If there is one thing that every writer on earth knows, or ought to know, it is that you write to the customer's specifications. If the customer wants you to write an adventure story with a blond blue-eyed male protagonist, that is what you do, or else you don't accept the contract.
Now, there is apparently one literary agency that has an issue with featuring gay characters in what is commonly called "young adult" fiction - meaning fiction whose intended demographic is not adult at all. And let us be clear on one thing: until one generation ago, nobody would even have imagined that such things would be considered in mainstream "teen-age" - as it was called then - publishing. And I have to say that the invention of "Young Adult" as a completely new category strikes me as nothing but an insidious play with words; because you would hesitate to deliver morally subversive material to a "teen-ager", whereas a "young adult" suggests someone who has the maturity, insight and responsibility to handle it. But the demographic intended is exactly the same: that of Diana Wynne Jones, JK Rowling and Artemis Fowl - 13-18. Why, therefore, a new expression should be invented to describe a demographic that had been known to publishers as a distinct target for centuries - well, I'll leave that to you to work out.
Let us move on. Let us start from the premise that it is entirely good, and that there is no reason whatever to have any hesitation, about placing such characters in stories meant for such readers.
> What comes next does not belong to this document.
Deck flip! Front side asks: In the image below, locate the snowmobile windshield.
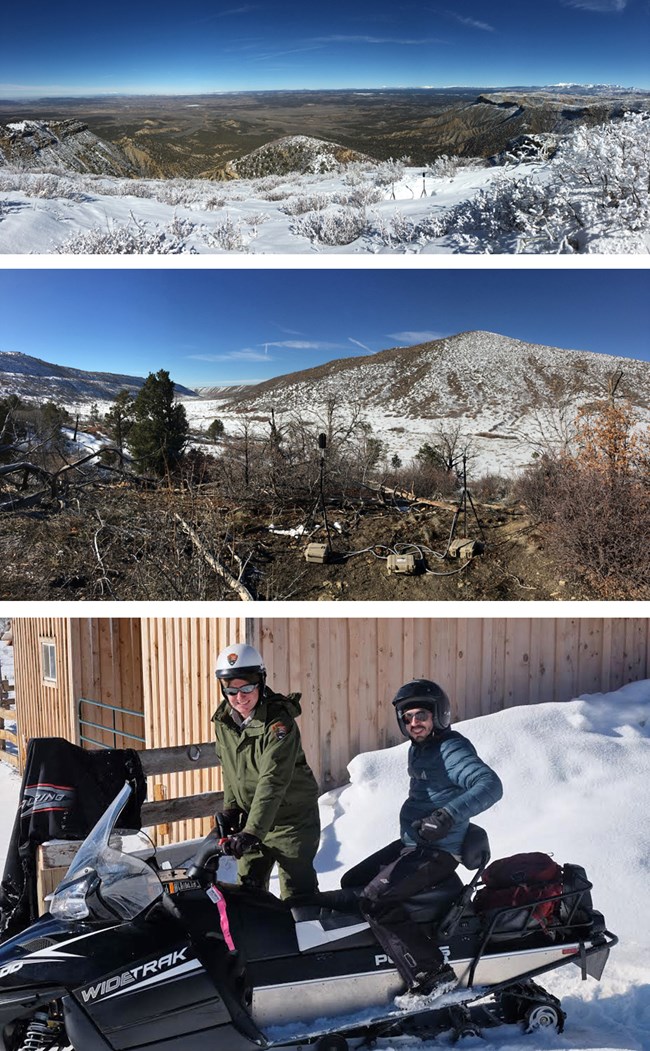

Let us, in fact, suggest that there is no such thing as reading that can be harmful for thirteen- and fourteen-year-olds; that, after all, is the point of calling such readers "young adults". Let us accept as a premise that the agency which rejects stories featuring homosexual characters has nothing to say for itself except stupidity and ignorance. What do you do with a prospective client whose viewpoint you disagree with? Why, you don't take your work to him. I would never sell a single page or a letter of translation to a Jew-basher or a racist or a Fascist, not if I were conscious of their views, and much less if working with them involved such views in any way.
But that is not enough for our modern freethinkers. Oh no.
Two years ago I defriended
asakiyume and
sartorias because they had taken part in the scapegoating of a certain religious minority - one, by the way, for which I myself don't have much time as a religion (although I have met plenty of fine people among its members). Then I regretted it and re-friended them. And now I find myself wondering what the Hell ever made me do it. Someone started a campaign to force this agency to accept material featuring homosexuals. Whether or not they want it, they must buy, take on, promote, and sell material that apparently contradicts their views. And
sartorias and
asakiyume don't even seem to realize how viciously illiberal, how liberticidal, how atrociously intolerant and tyrannical this demand is. It is the world upside down. It is the seller telling the buyer what the buyer should buy. It is an assault on the freedom of conscience, of thought, of expression, of trade, of sale, of purchase; and it had never occurred to me before that freedom to trade could be found to be so profoundly connected with freedom of conscience.
The worst thing is that both of them have got themselves vast, squawking, disgustingly unanimous mobs of supporters. Truly, there never is an idea so bad that it cannot rouse enthusiasm.
If you have an issue with a client, drop them. If you don't want to support a view, don't support it. But it's neither your business, nor mine, nor anyone's to tell anybody what they should buy and sell; what they should do with their business; and what they should think right to sell to teen-agers. End of story.